Шрифт:
Интервал:
Закладка:
Вера не участвовала в этих переодеваниях; вообще, маска ей была милей, чем костюм. С охотой или нет, но ей пришлось вступить в новую игру, в новую языковую среду, где правила для чужаков прописаны нечетко. Возможность сделаться объектом насмешек была велика, это крайне болезненно сказывалось на самолюбии, потому и укреплялось в Вере желание оставаться в тени.
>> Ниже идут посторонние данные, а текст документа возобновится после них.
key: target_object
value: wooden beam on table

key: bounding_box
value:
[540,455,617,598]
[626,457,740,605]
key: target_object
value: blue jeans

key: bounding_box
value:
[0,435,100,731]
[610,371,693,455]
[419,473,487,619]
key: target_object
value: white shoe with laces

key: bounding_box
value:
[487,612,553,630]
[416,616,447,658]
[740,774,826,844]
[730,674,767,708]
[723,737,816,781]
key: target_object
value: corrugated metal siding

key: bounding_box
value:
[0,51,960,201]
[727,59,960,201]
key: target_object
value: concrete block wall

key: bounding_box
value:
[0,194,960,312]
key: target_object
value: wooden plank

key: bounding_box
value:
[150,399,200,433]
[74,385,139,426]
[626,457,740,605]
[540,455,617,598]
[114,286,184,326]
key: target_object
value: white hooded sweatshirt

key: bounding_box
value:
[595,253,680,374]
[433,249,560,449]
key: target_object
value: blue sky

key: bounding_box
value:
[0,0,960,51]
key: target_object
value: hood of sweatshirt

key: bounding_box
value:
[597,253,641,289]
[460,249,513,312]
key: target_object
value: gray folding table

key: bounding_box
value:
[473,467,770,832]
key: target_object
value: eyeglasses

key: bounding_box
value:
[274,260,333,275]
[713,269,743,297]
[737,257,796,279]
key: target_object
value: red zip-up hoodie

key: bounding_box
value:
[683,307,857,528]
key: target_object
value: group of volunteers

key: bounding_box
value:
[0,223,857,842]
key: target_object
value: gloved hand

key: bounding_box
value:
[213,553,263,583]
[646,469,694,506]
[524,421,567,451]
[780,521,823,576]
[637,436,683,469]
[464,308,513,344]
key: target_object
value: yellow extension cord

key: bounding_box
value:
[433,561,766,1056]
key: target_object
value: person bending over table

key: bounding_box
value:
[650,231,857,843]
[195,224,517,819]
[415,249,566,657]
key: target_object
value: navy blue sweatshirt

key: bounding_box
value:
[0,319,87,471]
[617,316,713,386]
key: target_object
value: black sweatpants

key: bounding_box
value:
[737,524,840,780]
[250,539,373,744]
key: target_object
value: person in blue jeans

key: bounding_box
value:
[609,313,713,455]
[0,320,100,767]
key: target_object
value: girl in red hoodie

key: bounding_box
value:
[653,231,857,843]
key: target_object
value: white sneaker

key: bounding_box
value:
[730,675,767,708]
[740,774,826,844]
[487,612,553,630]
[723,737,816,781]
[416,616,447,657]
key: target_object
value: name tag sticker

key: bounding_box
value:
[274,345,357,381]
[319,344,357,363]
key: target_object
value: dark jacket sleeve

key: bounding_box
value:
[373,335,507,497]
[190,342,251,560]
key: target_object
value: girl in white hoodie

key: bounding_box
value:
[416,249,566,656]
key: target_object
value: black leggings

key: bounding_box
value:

Ее отец пережил подобное перерождение, когда был вдвое моложе: перемещение из говорящего на идиш местечка в Петербургский университет стало для него переходом из религиозного в светский мир, из одного класса в другой, но, должно быть, оказалось менее болезненным, чем шаг, предпринятый тридцативосьмилетней дочерью в 1940 году. «Стремительным врастанием в другую культуру и постоянной изоляцией», свойственными еврею, обосновавшемуся в Санкт-Петербурге, вполне можно охарактеризовать и первые годы жизни беженцев в Америке, где оказалось столько возможностей и в то же время все было столь чуждо. Вера ощутила на себе все тяготы этого переезда. Красноречивы ее слова о «полной драматизма попытке крохотного, обескураженного человека бросить свой якорь среди неведомой, бушующей и даже пугающей стихии, в которую он попал», хотя это говорится о Дмитрии в момент приезда в Америку. Пожалуй, Веру не столько занимало переделывание себя самой, сколько необходимость для талантливого русского писателя сделаться писателем американским и ее желание увидеть собственными глазами, как дважды низвергнутый король, ее спутник, снова обретает скипетр.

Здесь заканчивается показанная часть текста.